Jon se descubre defendiéndolo.
—Sólo está haciendo su trabajo.
Y se odia, pero Antonia tiene que comprender que el juego ha cambiado.
—Su trabajo lo hemos hecho nosotros. Ellos son ocho policías en la unidad. Ocho. Tienen bases de datos, tienen coches con sirenas, tienen armas, tienen equipo de apoyo. Pero no saben pensar.

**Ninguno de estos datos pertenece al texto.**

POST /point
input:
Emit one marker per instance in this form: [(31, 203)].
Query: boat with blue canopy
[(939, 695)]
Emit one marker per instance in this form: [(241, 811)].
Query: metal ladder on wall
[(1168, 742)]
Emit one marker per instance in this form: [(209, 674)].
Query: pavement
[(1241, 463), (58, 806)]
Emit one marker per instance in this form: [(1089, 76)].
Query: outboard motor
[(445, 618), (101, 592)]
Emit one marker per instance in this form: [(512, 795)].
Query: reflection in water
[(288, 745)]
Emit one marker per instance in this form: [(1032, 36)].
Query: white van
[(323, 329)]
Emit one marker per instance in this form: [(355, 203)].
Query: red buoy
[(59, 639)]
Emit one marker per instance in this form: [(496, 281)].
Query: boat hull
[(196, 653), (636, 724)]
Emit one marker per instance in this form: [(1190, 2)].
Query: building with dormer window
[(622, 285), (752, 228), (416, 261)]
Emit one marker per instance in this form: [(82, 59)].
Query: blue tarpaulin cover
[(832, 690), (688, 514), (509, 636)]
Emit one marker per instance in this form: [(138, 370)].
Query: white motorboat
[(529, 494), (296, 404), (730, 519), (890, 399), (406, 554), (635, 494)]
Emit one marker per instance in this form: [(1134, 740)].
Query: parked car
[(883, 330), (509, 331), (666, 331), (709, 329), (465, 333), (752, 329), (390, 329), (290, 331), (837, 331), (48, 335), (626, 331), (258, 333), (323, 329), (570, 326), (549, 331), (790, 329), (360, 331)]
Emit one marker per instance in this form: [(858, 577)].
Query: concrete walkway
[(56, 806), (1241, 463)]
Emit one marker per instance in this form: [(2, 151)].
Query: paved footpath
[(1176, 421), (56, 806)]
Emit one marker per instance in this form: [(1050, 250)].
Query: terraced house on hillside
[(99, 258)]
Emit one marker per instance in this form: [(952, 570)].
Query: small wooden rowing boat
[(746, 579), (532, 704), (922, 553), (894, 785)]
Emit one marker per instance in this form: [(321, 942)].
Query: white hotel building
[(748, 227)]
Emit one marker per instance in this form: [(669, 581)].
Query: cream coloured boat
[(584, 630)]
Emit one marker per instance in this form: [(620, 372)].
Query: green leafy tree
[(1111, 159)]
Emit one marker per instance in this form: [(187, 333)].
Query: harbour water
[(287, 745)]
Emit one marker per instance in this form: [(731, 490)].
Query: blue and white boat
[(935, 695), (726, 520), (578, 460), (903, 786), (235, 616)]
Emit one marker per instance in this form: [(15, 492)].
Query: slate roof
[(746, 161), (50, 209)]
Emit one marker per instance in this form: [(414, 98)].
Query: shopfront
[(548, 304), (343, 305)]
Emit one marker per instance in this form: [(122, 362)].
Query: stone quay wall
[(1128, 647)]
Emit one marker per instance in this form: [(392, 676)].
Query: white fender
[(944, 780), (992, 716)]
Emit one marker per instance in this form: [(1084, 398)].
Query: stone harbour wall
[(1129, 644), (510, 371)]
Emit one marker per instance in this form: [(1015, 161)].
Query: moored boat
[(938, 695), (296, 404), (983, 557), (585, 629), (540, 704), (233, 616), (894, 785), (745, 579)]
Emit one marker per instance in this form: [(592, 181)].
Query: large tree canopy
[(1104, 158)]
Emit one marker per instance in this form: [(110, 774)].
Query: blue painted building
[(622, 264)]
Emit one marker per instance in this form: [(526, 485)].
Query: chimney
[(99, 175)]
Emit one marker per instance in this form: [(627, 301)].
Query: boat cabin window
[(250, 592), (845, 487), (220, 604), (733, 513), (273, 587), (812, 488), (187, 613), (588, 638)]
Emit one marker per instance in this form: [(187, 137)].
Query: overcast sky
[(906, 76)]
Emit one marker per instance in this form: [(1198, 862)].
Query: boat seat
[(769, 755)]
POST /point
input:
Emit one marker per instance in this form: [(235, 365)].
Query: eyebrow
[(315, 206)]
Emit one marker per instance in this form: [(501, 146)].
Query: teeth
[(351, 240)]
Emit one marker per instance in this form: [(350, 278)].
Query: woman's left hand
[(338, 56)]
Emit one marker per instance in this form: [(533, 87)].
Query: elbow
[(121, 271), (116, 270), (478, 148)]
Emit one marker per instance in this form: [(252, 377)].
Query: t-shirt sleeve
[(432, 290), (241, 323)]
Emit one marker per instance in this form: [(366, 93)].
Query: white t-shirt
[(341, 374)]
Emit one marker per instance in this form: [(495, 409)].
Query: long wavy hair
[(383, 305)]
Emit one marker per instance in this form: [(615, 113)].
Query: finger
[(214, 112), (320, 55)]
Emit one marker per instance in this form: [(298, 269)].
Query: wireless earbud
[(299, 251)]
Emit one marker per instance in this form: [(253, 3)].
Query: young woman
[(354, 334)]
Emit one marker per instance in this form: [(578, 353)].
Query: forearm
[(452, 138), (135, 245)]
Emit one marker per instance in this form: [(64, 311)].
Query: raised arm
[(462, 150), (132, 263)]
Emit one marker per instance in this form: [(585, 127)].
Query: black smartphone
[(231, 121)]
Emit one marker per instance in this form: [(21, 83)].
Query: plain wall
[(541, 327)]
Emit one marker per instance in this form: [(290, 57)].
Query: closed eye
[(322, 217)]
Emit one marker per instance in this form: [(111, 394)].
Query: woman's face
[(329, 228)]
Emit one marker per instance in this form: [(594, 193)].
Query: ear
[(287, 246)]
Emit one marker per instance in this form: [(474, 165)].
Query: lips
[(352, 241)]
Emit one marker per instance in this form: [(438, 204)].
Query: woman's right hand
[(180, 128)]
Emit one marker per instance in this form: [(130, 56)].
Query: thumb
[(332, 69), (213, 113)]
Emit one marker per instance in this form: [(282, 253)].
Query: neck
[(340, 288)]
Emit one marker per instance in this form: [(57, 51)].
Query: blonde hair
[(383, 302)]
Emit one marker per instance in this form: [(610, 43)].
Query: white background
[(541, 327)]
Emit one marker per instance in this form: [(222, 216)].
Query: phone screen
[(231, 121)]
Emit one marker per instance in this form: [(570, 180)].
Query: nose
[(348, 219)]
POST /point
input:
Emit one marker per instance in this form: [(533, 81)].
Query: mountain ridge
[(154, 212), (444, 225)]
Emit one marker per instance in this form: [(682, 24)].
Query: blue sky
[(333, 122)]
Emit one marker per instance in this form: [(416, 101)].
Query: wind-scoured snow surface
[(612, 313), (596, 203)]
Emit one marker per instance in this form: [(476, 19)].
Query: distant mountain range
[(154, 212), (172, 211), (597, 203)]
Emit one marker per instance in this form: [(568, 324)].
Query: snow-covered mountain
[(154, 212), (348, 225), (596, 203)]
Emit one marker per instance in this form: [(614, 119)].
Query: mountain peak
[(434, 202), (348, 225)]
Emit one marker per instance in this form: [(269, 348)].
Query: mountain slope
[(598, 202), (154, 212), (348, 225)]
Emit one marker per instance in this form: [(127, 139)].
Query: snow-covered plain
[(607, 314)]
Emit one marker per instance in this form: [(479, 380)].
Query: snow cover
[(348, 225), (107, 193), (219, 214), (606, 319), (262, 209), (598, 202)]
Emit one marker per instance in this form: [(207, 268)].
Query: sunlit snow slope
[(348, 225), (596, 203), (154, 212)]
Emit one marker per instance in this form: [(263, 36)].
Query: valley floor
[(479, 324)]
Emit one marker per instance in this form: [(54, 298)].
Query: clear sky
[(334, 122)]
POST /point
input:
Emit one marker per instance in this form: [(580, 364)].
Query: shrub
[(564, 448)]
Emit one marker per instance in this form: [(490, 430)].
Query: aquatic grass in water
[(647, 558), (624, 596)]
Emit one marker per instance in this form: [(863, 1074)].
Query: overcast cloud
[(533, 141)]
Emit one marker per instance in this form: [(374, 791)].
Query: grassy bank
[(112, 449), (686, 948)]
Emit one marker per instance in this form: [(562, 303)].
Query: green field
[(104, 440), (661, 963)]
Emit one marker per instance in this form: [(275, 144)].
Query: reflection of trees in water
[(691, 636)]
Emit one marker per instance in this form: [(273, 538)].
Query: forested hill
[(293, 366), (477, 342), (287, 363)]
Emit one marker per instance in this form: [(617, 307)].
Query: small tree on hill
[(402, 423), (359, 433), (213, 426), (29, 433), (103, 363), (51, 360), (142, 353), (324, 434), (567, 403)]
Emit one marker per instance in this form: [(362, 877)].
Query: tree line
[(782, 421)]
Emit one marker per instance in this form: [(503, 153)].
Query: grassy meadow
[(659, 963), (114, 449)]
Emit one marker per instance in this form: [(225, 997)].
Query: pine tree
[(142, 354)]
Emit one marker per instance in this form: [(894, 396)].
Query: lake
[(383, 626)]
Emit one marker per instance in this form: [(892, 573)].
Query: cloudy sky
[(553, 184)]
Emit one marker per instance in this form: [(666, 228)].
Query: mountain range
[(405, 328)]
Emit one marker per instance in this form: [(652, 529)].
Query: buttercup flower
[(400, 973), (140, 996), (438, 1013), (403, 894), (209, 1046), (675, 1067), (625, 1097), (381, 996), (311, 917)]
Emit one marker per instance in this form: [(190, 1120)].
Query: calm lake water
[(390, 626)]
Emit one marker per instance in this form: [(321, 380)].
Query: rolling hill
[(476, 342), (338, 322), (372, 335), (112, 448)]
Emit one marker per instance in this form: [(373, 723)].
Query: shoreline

Antonia vuelve a pararse. Sin lograr el desahogo, porque no hay desahogo ante la estupidez. Para lidiar con la estupidez sólo vale la aceptación o el suicidio. En el que últimamente no ha tenido tiempo para pensar. Por lo de estar persiguiendo a un sospechoso.
—No importa —dice, y su voz regresa a la gélida serenidad habitual—. Vamos a encontrar a Carla Ortiz. No porque sea millonaria. Sino porque es una mujer que quiere abrazar a su hijo y no puede.
Jon sonríe ante la inocente e incontestable afirmación. No por ser naif es menos verdad, y viceversa. La resolución irradia de Antonia como el calor de un horno.